Fundacja KŻ: wyjazd=uśpienie, czyli cudowne ozdrowienie

Kocie pogawędki

Moderatorzy: Estraven, Moderatorzy

Post » Czw cze 17, 2010 16:01 Re: Fundacja Kocie Życie - NA POMOC KOTOM Z KOZANOWA !!!

Gosia B pisze:Alessandra - mały jest na DT u Żabcirybci - tej samej, która odpowiedziała na Twój apel o sprawdzeniu domku we Wrocku :)

oo super, to ja już sama sie skontaktuję , dzieki wielkie :D

alessandra

Avatar użytkownika
 
Posty: 26881
Od: Pon maja 07, 2007 13:04
Lokalizacja: Dolny Śląsk

Post » Śro cze 30, 2010 7:33 Re: Fundacja Kocie Życie - NA POMOC KOTOM Z KOZANOWA !!!

Zbiórka na Koty z Kozanowa przyniosła wspaniałe efekty. Prócz bardzo dużej ilości karmy udało nam się także uzbierać fundusze, które pozwolą na opłacenie kilku wizyt weterynarza na działkach. Koty, które podchodzą do ręki, zostaną dzięki temu odrobaczone i odpchlone. Dokładne rozliczenie zbiórki podamy niebawem.

WSZYSTKIM, KTÓRZY POMOGLI KOZANOWSKIM FUTERKOM, SERDECZNIE DZIĘKUJEMY !!!! :1luvu: :1luvu: :1luvu: :kotek:

A oto i one:

Clyde:

Obrazek

Bonnie:

Obrazek

Misiek Drugi:

Obrazek

Nieznany kot, który przybiegł na posiłek:

Obrazek

Miziasta koteczka:

Obrazek

Kocurek spotkany na ścieżce:

Obrazek

Oraz wiele innych, bezimiennych futerek, których nie spotkaliśmy tego dnia, ale które również czekają na pomoc i pełną miseczkę....

Pełną relację z naszej wizyty na zalanych działkach można przeczytać tutaj:

http://www.kociezycie.pl/?action=strona&site=126#2

Kocie Życie

 
Posty: 106
Od: Pt lut 27, 2009 13:16
Lokalizacja: Wrocław

Post » Śro cze 30, 2010 10:59 Re: Fundacja Kocie Życie - Kotka traci dom, POMOCY, s. 9 !!!

Dziś do naszej Fundacji trafiła prośba o wystawienie ogłoszenia kotce Pipi.
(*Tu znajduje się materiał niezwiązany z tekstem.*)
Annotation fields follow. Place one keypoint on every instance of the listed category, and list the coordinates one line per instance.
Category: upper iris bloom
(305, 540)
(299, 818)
Oto jego treść:

Szukamy odpowiedzialnego opiekuna, który może przygarnąć kotkę o imieniu Pipi. Ze względu na narastającą alergię dziecka, jesteśmy zmuszeni, po 3 latach opieki, oddać ją.

Kotka jest czarna, z przodu biały krawacik. Wiek około 3 lat, waga ok. 5 kg, kolor oczu żółty. Kotka jest spokojna, grzeczna, lubi zabawy i pieszczoty. Z rezerwą podchodzi do obcych, ale wrodzona ciekawość szybko przełamuje pierwsze lody. Pipi trzymana jest w mieszkaniu i nie wychodzi na dwór (choć zdarzyło się jej parę razy być na spacerze). Wraz z rodzeństwem znaleziona była jako maluszek na ulicy. Rodzeństwo trafiło do innych domów, a Pipi została przygarnięta przez nas. Kotka jest zdrowa, wysterylizowana, szczepiona zgodnie z kalendarzem szczepień oraz regularnie odrobaczana, posiada książeczkę zdrowia. Pipi jest kotką bardzo czystą, korzysta z kuwety.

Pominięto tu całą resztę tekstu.